Faris Arouri Die Themen variieren: Heiratsanträge, Party-Einladungen. An der Mauer steht auch ein Rezept für eine wirklich gute Falafel, und ein Mädchen fragt, wohin ihr Freund durchgebrannt ist. Außerdem gibt es politische Statements oder Friedensbotschaften. An der Mauer steht zum Beispiel "Ich bin ein Palästinenser" auf Deutsch. Manche Graffitis bringen uns auch zum Lachen: Einer ist dabei, der sein Mädchen auf einen Drink einladen möchte. Er versucht es jetzt schon zum siebten Mal.
FTD Wer Graffitis auf Gebäude sprüht, kann in Deutschland bestraft werden. Gibt es so etwas in Palästina nicht?
Faris Arouri Sprayen ist auch in Israel und Palästina illegal, aber wir profitieren von einer Lücke in der Rechtsprechung. Im Westjordanland gibt es keine israelische Polizei, bloß die Armee, aber das gehört einfach nicht in deren Bereich - und die palästinensische Polizei erkennt die Mauer ja nicht mal an. Wir sprayen also an eine Mauer, die laut palästinensischer Rechtsprechung nicht existiert. Es ist paradox.
FTD Trotzdem ist es bestimmt nicht ungefährlich, was Sie tun.
Faris Arouri Wir versuchen eben, so gut es geht aufzufallen. Wir lachen und machen unsere Späße. Jeder sieht, dass wir keinen Schaden anrichten wollen. Und Gefahr, dass etwas Unvorhergesehenes passiert, gibt es hier überall. Sie ist Teil unseres Lebens auf den Straßen von Ramallah.
FTD Und wer bekommt die 30 Euro, die Sie pro Nachricht berechnen?
Faris Arouri Mit den Einnahmen finanzieren wir kleinere Sozialprojekte.
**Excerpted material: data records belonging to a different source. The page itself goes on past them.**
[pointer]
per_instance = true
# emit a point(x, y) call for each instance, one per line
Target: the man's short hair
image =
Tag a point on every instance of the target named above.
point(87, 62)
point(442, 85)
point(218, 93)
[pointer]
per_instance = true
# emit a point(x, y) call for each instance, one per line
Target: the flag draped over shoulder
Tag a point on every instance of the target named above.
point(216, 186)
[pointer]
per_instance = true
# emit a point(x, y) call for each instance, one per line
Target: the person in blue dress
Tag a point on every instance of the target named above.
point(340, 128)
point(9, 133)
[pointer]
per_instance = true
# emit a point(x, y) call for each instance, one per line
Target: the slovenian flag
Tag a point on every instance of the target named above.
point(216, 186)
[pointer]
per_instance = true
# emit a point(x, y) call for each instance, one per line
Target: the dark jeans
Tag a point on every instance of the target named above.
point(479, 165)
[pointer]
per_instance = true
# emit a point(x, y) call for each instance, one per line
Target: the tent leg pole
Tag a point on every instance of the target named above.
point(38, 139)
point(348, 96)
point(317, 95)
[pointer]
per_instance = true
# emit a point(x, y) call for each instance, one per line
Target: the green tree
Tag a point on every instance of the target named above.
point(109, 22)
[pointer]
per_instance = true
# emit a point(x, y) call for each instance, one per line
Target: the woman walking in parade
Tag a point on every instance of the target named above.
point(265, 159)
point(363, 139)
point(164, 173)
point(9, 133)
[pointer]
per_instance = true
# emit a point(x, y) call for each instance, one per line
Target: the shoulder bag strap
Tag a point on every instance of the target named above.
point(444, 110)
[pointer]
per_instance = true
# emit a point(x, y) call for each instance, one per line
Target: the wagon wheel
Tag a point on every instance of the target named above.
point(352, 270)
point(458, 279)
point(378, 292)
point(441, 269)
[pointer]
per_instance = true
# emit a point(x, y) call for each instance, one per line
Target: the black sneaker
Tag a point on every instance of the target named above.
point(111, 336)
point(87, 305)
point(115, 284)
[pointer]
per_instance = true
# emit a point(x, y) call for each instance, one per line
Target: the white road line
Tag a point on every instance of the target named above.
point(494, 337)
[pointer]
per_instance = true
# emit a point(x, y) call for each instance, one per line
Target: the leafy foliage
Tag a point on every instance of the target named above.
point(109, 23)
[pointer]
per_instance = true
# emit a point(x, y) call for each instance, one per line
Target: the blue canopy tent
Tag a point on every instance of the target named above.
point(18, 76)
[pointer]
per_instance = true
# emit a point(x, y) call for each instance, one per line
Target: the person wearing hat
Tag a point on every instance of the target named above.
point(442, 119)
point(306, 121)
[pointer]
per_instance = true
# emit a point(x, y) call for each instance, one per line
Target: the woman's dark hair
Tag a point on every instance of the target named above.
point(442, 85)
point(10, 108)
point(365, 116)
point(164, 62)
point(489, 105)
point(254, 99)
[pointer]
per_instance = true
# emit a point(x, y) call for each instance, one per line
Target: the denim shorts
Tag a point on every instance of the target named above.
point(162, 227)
Da gibt es zum Beispiel einen Park in der Stadt Bir Zait, den wir mitfinanzieren wollen. Ein anderes Projekt ist ein Basketballplatz für Jugendliche. Wir können das Geld mit gutem Gewissen verteilen: Die Organisationen, mit denen wir zusammenarbeiten, sind in Palästina angemeldet und werden auch von den israelischen Behörden anerkannt.
FTD Was ist es denn nun genau, was Sie da machen? Kunst oder Politik?
Faris Arouri Ich würde es nicht als Kunst im klassischen Sinne bezeichnen - es sind ja einfache Nachrichten, keine komplexen Motive. Über die Farbe lassen wir noch mit uns diskutieren, aber wir fangen nicht an zu zeichnen. Ich würde es als eine alternative, künstlerische Form des Widerstands bezeichnen.
FTD Wären Sie denn nicht enttäuscht, wenn die Mauer irgendwann mal abgerissen werden sollte?
Faris Arouri Auf keinen Fall. Wie Millionen Palästinenser hoffen auch wir, dass die Mauer so früh wie möglich verschwindet. Die politische Botschaft senden wir übrigens mit den Fotos: Einige Worte über die Geschichte der Mauer und die Situation der Palästinenser.